In part one, HT revealed that our 2016 Customer Engagement Technology Study stated that 84% of operators are driven to invest in customer engagement technology to enhance the experience and satisfaction of their customers, including loyalty programs.
HT also revealed that 41.3% of restaurants are already using a loyalty program and 27% are planning to implement one within the year. In this second part or of our two part series, HT will explain how operators could use the data captured through these programs to target customer segments with special offers, drive an increase in visits and more.
Segment Data Effectively
The possibilities of how to segment loyalty data are seemingly endless, and the more detailed the data collected, the more opportunities. Using Turnstyle, Café Adobe can see visitor frequency and segment by demographic, age and gender. It can track different demographics and segments by time of day or day of the week visited, and it can also target customers who have not been to the restaurant in a while, Bobochoff says.
Not Your Average Joe’s also looks at a variety of segments and reports as a way of targeting promotions based on customer behavior and of measuring the effectiveness of each promotion. Not only does it segment guests by location and daypart, but it also targets programs based on activity and purchases. In the past, it offered a specific promotion to customers who ordered wine with dinner and another to older clientele who come in for lunch and are more value driven, Gotti says.
“We also track what the cutoff seems to be for when a guest is likely to lapse and we won’t see them for a part of the year, so we created a recovery program that hits them with promotions to try and get them back in,” he notes. “We also track customer preferences and will let them know when we have a favorite offering back in.”

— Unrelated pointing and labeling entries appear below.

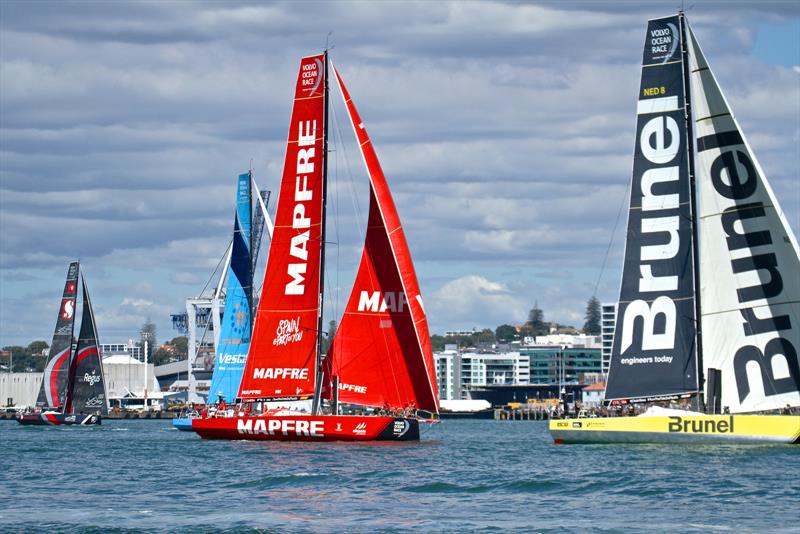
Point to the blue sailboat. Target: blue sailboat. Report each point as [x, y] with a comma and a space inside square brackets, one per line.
[234, 338]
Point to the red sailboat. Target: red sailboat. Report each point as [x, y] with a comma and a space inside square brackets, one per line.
[380, 357]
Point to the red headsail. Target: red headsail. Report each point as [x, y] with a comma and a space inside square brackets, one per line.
[382, 350]
[280, 363]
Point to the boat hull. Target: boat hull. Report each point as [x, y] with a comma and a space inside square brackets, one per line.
[309, 428]
[700, 429]
[59, 419]
[183, 423]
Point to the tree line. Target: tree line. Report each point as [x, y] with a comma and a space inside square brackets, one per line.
[536, 325]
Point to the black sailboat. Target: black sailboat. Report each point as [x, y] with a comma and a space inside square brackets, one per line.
[73, 387]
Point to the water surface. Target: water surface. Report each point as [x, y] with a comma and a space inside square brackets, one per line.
[143, 476]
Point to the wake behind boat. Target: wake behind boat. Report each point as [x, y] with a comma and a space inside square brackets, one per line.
[709, 307]
[73, 386]
[381, 355]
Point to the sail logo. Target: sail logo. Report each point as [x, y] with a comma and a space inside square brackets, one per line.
[664, 42]
[288, 331]
[67, 309]
[378, 302]
[270, 427]
[735, 178]
[276, 373]
[310, 76]
[239, 319]
[232, 359]
[660, 143]
[353, 387]
[91, 379]
[301, 223]
[701, 426]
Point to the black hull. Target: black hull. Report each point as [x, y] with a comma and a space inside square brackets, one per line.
[59, 419]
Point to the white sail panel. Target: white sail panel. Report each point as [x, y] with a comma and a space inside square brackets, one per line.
[749, 268]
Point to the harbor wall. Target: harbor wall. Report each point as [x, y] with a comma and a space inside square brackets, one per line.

The promotions are sent through email, but Not Your Average Joe's is also getting more involved in social media and the use of digital video. It uses Sprinklr to help segment customers on social media, email and more to generate and target relevant ads.
“More and more we are leveraging look alike capabilities through social media and have probably matched 80 percent of our database through social so far. We are creating look alike audiences and subsets that are community specific,” Gotti says, explaining the company also uses Crowdly, a word-of-mouth marketing tool to amplify their digital efforts by taking people who respond to the creative and turning them into a targetable audience in the future.

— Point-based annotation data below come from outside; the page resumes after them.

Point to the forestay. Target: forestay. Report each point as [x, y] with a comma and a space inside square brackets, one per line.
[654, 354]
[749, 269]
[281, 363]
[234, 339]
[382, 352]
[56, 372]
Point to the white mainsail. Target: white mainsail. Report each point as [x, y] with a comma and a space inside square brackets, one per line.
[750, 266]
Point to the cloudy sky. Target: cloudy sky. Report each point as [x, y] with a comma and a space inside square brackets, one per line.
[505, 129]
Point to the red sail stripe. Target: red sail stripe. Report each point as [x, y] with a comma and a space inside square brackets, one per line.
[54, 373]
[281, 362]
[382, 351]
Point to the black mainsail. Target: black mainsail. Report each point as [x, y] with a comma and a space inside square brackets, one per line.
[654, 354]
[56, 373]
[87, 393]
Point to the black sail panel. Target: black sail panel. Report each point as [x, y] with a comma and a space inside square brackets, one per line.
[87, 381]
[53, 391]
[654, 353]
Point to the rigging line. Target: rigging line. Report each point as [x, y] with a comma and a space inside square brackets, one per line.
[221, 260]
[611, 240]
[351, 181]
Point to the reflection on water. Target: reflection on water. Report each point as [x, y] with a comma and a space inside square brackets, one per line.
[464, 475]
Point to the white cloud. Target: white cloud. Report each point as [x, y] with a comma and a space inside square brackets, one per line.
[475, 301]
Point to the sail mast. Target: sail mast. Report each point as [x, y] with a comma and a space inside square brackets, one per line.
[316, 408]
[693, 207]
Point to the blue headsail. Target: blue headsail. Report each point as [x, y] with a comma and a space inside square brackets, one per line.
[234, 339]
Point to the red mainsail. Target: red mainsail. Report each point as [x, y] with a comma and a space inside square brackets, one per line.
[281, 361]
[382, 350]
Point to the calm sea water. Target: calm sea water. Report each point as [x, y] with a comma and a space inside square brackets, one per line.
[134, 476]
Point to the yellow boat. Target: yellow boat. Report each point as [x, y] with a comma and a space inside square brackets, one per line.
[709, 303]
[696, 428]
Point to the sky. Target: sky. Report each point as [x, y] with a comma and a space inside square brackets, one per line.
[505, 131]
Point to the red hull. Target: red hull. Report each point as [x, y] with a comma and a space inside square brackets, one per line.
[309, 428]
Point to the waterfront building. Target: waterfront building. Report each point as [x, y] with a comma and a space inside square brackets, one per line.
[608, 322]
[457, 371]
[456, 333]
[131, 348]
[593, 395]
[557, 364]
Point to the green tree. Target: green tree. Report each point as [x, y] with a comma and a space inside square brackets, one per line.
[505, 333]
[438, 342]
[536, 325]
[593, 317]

Shari’s Café and Pies also monitors customer behavior and rewards them when they reach a certain number of points. Paytronix allows the company to see what people are ordering, the time of day they are coming in and more. For example, it can pull a report of the top 10 pies people are ordering, Henderson says.
“Most companies with limited time offers might market to the masses, but what if someone doesn’t come in at that time of day or order that type of food? In this day and age, it’s important to gather as much information as possible to tailor a program to the behavior you want from the guest. I’m more inclined to come back if the offers pertain to me,” she explains.

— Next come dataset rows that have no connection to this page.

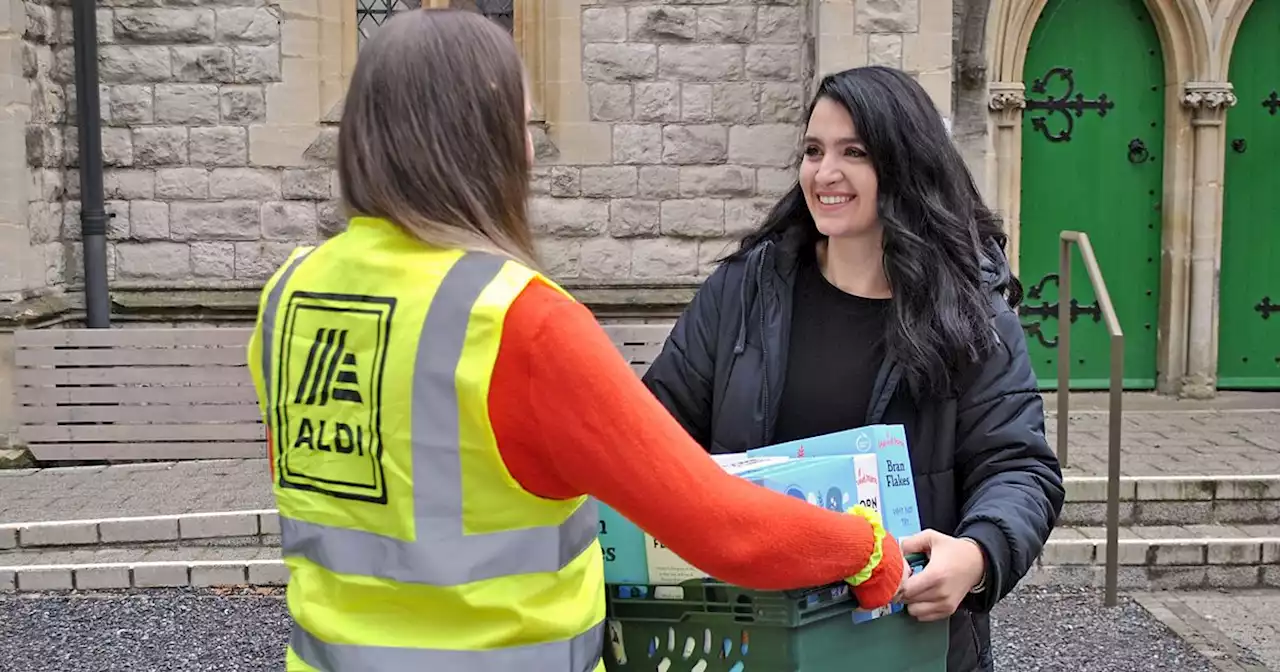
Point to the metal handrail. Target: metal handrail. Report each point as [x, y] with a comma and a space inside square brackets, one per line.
[1115, 388]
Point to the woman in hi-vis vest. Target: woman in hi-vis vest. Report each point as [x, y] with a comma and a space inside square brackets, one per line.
[439, 412]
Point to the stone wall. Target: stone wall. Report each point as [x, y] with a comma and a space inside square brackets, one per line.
[704, 105]
[182, 86]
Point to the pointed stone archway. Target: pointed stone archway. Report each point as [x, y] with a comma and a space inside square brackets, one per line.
[1194, 37]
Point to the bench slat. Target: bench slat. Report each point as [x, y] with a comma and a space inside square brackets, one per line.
[141, 433]
[149, 451]
[133, 338]
[176, 356]
[137, 375]
[151, 415]
[158, 396]
[169, 393]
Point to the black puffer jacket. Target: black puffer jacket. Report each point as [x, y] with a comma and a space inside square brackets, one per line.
[981, 461]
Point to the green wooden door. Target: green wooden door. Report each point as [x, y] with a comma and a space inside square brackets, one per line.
[1092, 151]
[1248, 332]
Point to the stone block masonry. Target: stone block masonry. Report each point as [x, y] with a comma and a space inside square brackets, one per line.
[703, 103]
[184, 87]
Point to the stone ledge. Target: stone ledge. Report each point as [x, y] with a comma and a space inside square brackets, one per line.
[1175, 488]
[1148, 579]
[274, 572]
[260, 524]
[126, 575]
[191, 301]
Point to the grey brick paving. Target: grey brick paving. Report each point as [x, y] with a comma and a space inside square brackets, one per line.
[1175, 443]
[1240, 629]
[135, 490]
[1155, 443]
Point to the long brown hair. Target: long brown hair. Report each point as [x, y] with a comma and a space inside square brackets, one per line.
[433, 132]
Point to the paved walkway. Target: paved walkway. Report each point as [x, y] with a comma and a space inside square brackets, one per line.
[1239, 630]
[1168, 443]
[1197, 442]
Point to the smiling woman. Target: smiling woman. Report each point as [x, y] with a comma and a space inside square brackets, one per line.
[877, 292]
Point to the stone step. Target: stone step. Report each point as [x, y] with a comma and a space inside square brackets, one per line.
[1162, 557]
[1144, 501]
[1151, 557]
[1175, 499]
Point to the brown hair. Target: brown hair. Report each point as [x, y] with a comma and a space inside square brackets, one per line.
[433, 132]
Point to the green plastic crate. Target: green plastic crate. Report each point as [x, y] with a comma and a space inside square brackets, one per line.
[718, 627]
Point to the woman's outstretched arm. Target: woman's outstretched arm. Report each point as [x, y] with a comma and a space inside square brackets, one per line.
[571, 419]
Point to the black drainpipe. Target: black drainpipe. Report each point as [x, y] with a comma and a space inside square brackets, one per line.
[97, 302]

Similar to Not Your Average Joe’s, Shari’s Café and Pies also segments customers into different groups based on collected data. The company also asks for customers' birthday information and offers them a free slice of pie for giving the additional information, she says.
“It takes time to build and gather the data, but as time goes on you get a larger amount, and doing segmentation has been really gratifying to see specific promotions to certain groups and the positive response we see from it,” Henderson says.